Stanford EE Computer Systems Colloquium

4:15PM, Wednesday, May 20, 2009
HP Auditorium, Gates Computer Science Building B01
http://ee380.stanford.edu

Enernet: Internet Lessons for Solving Energy

Bob Metcalfe
Polaris Venture Partners
About the talk:

What can we learn from Internet history, say since 1946, for how best to meet world needs for cheap and clean energy? A lot, much to the annoyance of energy experts. One lesson of the Internet is that it will prove easier to teach energy to entrepreneurs than entrepreneurship to the energy industry. Another Internet lesson is that solving energy is more than a shovel-ready Manhattan Project, it will take decades, and so there is time for science. Another lesson is that, when we solve energy, we will not end up using less, but much much more, cheap and clean energy in squanderable abundance, enabling completely unanticipated applications. So, let's ask, What will be energy's YouTubes? Water? Space travel? Our current taxonomies will not likely survive. Remember the separate everything for voice, video, and data? Today, for example, it's separate everything for feed, food, and fuel, not. Will there be surprises? Yes, remember that we started the Internet thinking that larger computer mainframes were the future, not. Will there be silver bullets? Yes, like dense wave division multiplexing at the optical core of today's Internet. Perhaps fission, fusion, or something better will be a silver bullet at the core of tomorrow's Enernet. Is there a Global Warming Bubble, just like there was an Internet Bubble? Yes, so watch out. Sorry, but solving climate change and solving energy are not the same thing. Are speculative bubbles a good thing? Yes, they accelerate technological innovation; just have a chair when the music stops. If the energy movement is to have a color, Internet history indicates that green is not a good choice. Let the Green's have green; let energy be blue.
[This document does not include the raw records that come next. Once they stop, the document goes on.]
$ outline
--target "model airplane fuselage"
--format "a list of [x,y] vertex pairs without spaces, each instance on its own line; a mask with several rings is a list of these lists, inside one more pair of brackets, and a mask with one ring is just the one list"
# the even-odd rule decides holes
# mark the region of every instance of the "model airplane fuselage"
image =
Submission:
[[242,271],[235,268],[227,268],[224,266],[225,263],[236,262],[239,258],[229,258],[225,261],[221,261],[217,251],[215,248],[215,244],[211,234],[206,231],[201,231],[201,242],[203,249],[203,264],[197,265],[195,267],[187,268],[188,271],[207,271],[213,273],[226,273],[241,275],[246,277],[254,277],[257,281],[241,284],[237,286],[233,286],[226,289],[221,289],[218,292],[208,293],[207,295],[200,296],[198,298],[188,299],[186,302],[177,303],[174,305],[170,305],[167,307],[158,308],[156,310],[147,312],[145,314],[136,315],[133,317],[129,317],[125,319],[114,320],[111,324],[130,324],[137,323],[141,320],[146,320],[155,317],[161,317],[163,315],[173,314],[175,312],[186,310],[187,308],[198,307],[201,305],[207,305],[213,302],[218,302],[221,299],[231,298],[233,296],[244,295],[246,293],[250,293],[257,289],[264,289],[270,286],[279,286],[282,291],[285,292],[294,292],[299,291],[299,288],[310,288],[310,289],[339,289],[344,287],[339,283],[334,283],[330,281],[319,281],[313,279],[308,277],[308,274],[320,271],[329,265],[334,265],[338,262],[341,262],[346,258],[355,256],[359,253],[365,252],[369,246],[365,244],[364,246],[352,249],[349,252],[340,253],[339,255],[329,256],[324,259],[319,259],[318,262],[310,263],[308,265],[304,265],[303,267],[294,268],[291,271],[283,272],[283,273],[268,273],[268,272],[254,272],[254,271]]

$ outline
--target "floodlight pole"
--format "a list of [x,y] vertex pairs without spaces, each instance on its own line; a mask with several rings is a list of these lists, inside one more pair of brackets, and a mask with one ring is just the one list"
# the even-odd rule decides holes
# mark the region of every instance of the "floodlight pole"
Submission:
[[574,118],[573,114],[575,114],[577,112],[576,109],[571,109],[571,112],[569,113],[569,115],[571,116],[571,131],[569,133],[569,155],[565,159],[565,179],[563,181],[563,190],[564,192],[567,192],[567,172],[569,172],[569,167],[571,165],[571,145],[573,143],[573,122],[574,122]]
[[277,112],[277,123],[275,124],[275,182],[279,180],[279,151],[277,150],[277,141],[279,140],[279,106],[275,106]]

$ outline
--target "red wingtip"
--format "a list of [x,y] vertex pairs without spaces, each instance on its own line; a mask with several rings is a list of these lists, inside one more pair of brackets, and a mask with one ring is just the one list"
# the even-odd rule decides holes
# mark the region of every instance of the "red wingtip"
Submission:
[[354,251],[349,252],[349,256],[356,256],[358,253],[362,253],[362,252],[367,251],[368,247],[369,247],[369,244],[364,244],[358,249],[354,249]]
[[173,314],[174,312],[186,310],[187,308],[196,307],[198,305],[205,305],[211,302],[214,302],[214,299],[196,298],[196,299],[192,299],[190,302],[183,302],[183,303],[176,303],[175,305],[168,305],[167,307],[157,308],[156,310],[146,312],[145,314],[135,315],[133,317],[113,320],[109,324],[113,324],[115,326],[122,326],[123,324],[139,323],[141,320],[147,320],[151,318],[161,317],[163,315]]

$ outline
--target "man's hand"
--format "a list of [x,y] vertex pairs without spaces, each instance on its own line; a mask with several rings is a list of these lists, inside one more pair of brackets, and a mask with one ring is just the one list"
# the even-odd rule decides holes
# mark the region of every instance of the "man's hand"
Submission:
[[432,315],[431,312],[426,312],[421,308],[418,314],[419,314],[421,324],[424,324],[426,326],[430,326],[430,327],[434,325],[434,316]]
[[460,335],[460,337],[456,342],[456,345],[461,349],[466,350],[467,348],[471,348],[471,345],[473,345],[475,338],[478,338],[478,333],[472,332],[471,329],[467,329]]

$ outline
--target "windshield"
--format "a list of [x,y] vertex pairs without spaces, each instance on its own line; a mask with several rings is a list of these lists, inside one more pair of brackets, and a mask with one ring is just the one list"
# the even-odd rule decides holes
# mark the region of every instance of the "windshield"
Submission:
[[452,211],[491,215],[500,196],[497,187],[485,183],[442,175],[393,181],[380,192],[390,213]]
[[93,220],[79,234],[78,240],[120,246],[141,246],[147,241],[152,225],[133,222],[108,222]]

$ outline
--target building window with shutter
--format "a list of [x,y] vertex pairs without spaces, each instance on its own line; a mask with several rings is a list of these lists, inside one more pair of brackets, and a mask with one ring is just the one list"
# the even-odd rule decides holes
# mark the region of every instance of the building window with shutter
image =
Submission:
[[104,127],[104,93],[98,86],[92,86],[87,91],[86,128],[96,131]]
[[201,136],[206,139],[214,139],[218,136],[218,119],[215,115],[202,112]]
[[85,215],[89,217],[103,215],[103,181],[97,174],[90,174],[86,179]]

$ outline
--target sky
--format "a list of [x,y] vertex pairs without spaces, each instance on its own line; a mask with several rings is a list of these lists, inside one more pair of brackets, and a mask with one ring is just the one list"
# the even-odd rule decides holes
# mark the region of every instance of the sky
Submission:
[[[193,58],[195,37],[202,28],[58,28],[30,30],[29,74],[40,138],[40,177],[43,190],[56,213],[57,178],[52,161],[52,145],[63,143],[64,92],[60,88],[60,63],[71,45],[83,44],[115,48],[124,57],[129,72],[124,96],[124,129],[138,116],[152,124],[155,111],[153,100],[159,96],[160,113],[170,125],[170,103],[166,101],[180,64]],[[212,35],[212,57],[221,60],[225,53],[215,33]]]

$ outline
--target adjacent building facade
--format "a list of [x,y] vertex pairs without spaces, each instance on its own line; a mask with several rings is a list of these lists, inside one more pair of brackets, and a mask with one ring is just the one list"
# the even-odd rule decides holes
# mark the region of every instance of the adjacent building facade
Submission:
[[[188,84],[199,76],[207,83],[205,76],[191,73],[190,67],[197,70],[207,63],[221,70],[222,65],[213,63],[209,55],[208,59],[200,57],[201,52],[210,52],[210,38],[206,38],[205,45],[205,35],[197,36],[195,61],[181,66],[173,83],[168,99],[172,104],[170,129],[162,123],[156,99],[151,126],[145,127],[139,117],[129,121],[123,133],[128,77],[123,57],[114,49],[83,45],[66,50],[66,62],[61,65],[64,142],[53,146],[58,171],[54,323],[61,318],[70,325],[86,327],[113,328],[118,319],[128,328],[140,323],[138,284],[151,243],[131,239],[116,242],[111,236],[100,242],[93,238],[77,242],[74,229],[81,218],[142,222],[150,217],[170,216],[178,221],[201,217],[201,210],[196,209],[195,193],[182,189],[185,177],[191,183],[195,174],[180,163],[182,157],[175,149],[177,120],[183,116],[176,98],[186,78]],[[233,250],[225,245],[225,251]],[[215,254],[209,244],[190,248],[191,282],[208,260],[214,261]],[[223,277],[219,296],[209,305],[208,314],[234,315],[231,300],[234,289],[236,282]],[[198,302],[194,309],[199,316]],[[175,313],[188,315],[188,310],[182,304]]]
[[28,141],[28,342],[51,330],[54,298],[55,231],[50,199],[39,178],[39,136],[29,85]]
Energy is looking more every day like a network problem; let's use the Internet to solve energy.

Slides:

Download the slides for this presentation in PDF format.

About the speaker:

Bob Metcalfe is at Polaris Venture Partners, near Boston, since 2001. After graduating from MIT and Harvard in 1973, he invented Ethernet at Xerox Parc, pioneered distributed computing at Stanford 1975-1983, founded 3Com Corporation in 1979, and received the National Medal of Technology in 2005 for leadership in the invention, standardization, and commercialization of Ethernet, of which 350 million switch ports shipped last year, and that's not counting WiFi.